Sonic the Hedgehog by Sega

It's amazing to think a quarter of a century has passed since these digital delights were unveiled for purchase, and both corporate heavyweights were ready for battle. Sega jumped into the new era by bundling Sonic, their prized blue mascot and Nintendo retaliated by including a Mario title with their console.

Today's equivalent console battle involves (primarily) Sony and Microsoft, trying to entice customers with similar titles and features unique to either the PlayStation 4 (PS4) or Xbox One. However, Nintendo was trying to focus on younger gamers, or rather family-friendly audiences (and still does) thanks to the endless worlds provided by Super Mario World, while Sega marketed its device to older audiences with popular action titles such as Shinobi and Altered Beast.

Donkey Kong Country by Rare

But there was one thing the Mega Drive had going for it that made it my favourite console ever: speed. The original Sonic the Hedgehog was blazingly fast compared to anything I had ever seen before, and the sunny background music helped calm any nerves and the urge to speed through the game without care.

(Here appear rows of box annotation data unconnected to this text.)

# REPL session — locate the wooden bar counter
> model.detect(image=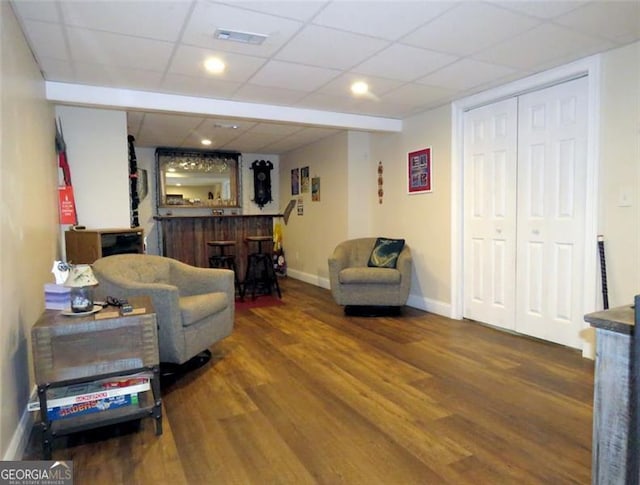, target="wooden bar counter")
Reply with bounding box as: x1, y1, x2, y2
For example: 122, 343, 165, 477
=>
584, 305, 639, 485
154, 214, 280, 281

The alternative offered by the SNES included better visuals. Just look at the 3D characters and scenery in Donkey Kong Country. No wonder it ended up becoming the second best-selling game for the console.

Street Fighter II by Capcom

The contest between Sega and Nintendo was rough, but Nintendo ultimately came out ahead thanks to significant titles released later, demonstrated no better than Capcom's classic fighting game Street Fighter II. Here was a game flooding arcade floors across the world, allowing friends to play together against each other.

The frantic sights and sounds of the 16-bit era of gaming completely changed many people's lives, including my own, and the industry as a whole. My siblings and I still fondly remember our parents buying different consoles (thankfully we were saved from owning a Dreamcast or Saturn). Whether it was the built-in version of Sonic on the Master System or the pain-in-the-ass difficult Black Belt, My Hero or Asterix titles, our eyes were glued to the screen more than the way Live & Kicking was able to manage every Saturday morning.

The Sims 4 by Maxis

Today's console games are hyper-realistic, either in serious ways such as the over-the-top fatalities in modern Mortal Kombat games or through comedy in having to monitor character urine levels in The Sims 4. This forgotten generation of 90s gaming provided enough visual cues to help players comprehend what was happening to allow a new world to be created in our minds, like a good graphic novel.

I'm not at all saying gaming has become better or worse, but it is different. While advantages have been gained over the years, such as the time I was asked if I was gay by a child during a Halo 3 battle online, there are very few chances to bond with someone over what's glaring from the same TV screen other than during "Netflix and chill".

Wipeout Pure by Sony

This is where the classics of previous eras win for emotional value over today's blockbuster games. Working with my brother to complete Streets of Rage, Two Crude Dudes or even the first Halo was a draining, adventurous journey, with all the ups and downs of a Hollywood epic. I was just as enthralled watching him navigate away from the baddies, pushing Mario to higher and higher platforms in Super Mario Land on the SNES just before breaking the fast.

It's no surprise YouTube's Let's Play culture is so popular. Solo experiences such as Ico and Wipeout Pure can be mind-bending journeys too, into environments that films could not even remotely compete with.

But here’s the thing: it was a big social occasion playing with friends in the same room. Now, even the latest Halo game assumes you no longer want physical contact with your chums, restricting you to playing the game with them without being in their company.

Halo: Combat Evolved by Bungie

This is odd, given I only ever played the original title, like many other, as part of an effective duo. Somehow these sorts of games have become simultaneously lonely and social. Unless one of you decides to carry out the logistical nightmare of hooking up a second TV and console next to the one already in your living room.

This is why handhelds such as the Gameboy and PSP were so popular, forcing you to move your backside to strengthen your friendship. That was the whole point of the end-of-year "games days" in primary school, after all.

Mario Kart 8 by Nintendo

The industry can learn one or two things by seeing what made certain titles successful. It's why the Wii U – despite its poor sales performance compared with the PS4 – is an excellent party console, allowing you to blame a friend for your pitfalls in the latest Donkey Kong game. Or you can taunt them no end in Mario Kart 8, the console's best-selling game, which is ironic given its crucial local multiplayer feature, making you suspect there would be fewer physical copies in the wild.

In the same way social media makes it seem like you have loads of friends until you try to recall the last time you saw them, gaming has undergone tremendous change through the advent of the internet. But the best games are always the ones you remember playing with someone by your side.